As if the light in the room was slowly being extinguished


Teresa MacBain is finding the reporting on Josh Duggar harrowing; it resonates with her experience as a pastor.

I couldn’t shake the deep sorrow that I felt (and feel) for his victims, and the outrage at the way some Christians are ignoring the victims and excusing Duggar’s behavior. Five precious children fell victim to abuse, yet very few are speaking up for them. This is why I can’t remain silent.

It’s really quite astonishing how thoroughly the victims are being ignored and indeed negated by the Christian fans of the Duggars.

Teresa has one pastoral experience burned into her memory:

I received a call from an elderly parishioner one summer day many years ago. She asked me to come by for a visit, which happened often. I’d spent many hours at her home over the years and didn’t think anything of her invitation. .As I walked into her home, I could sense that something wasn’t quite right. Her usual cheerful, bright demeanor was replaced with deep sadness and grief. It felt as if the light in the room was slowly being extinguished. There, in her living room, she opened her mouth to speak, but tears began to stream down her face instead. Once she composed herself,  she told me about her recent discovery that her 6-year-old granddaughter had been sexually molested by her 13-year-old cousin. Pastors are taught to remaining calm and in control, but that ‘skill’ couldn’t keep me from weeping as I sat with this broken-hearted grandmother. I was horrified then and I’m horrified now.

Sorrow is the right response; sorrow for the people harmed; not sanctimonious joy at the redemption of the perpetrator.

This isn’t a lemons into lemonade situation.

Comments

  1. grumpyoldfart says

    They’re not trying to get Josh Duggar off the hook. They don’t give a stuff about Josh Duggar. They’re trying to defend their religion.

    Ray Comfort has made the most obvious attempt yet. He says Josh Duggar wasn’t even a Christian at the time of the rapes. He says Josh wasn’t a real Christian until he asked god to forgive him.
    https://twitter.com/raycomfort/status/602488475380744193

    Standing by my friend Josh Duggar, as a brother in Christ. This was in his BC days. Such were some of us.

    So Christianity is off the hook. That’s the important thing. Stuff the Duggars. Stuff their problems. As long as Christianity isn’t involved; that’s all Christians want.

  2. iknklast says

    grumpyoldfart: And it doesn’t matter what they do or when they do it. Obviously they weren’t a Christian when they did that, because no Christian would ever do that. No matter that they’ve been a Christian their whole life. They just stand and ask Jesus into their hearts (after the nastiness is revealed) and that is when they become a Christian. So, they publicly welcomed Jesus into their heart seventeen times over the past few years? That didn’t matter. This is the one that counts. At least until they do something horrible again, then they have to once again REALLY ask Jesus into their hearts this time.

    It’s a nice argument for them. A real Christian wouldn’t do that sort of thing; obviously, he was not a real Christian at the time.

  3. lorn says

    To me the irony is that Josh Duggar, because it became about ‘Getting right with God’, avoided therapy that could have closed the issue for him psychologically, avoided more molestations, and creation of more victims.

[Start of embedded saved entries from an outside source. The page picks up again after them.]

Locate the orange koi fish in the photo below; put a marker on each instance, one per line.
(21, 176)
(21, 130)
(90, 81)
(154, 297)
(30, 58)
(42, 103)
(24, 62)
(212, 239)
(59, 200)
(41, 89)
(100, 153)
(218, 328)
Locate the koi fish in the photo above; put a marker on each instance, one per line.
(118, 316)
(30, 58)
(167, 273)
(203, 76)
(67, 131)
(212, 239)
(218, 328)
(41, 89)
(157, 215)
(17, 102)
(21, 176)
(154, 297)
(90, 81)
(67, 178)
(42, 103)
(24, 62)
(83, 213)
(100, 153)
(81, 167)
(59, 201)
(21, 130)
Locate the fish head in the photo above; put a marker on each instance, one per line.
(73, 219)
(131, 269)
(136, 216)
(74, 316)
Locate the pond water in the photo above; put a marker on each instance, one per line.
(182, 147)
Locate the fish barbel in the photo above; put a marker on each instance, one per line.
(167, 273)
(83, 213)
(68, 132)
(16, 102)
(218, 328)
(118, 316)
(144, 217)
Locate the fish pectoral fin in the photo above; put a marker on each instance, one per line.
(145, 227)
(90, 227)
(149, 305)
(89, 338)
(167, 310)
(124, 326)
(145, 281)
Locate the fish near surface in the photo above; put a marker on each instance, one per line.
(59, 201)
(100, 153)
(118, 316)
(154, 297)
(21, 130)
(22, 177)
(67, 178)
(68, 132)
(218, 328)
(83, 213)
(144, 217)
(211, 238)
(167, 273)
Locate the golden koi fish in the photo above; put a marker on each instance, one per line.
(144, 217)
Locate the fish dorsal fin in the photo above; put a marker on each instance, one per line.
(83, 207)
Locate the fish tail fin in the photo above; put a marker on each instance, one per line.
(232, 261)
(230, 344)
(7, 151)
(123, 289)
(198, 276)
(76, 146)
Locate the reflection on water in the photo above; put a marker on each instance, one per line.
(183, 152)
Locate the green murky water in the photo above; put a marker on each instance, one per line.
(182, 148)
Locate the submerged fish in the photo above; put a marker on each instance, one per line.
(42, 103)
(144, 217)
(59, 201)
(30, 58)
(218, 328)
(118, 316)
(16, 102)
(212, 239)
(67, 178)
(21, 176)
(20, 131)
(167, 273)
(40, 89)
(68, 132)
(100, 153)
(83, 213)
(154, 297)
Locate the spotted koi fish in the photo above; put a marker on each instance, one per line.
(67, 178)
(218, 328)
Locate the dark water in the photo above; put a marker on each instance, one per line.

Real counseling and therapy, as opposed to handing the kid over for hard labor and a stern talking to by a state trooper who later got convicted of kiddie porn, has a very high success rate for offenders caught early enough. Adult sex offenders are often considered irredeemable but most were salvageable if caught young.

    Treatment for sex offenders is not just about saving them. It is about preventing them from causing more harm.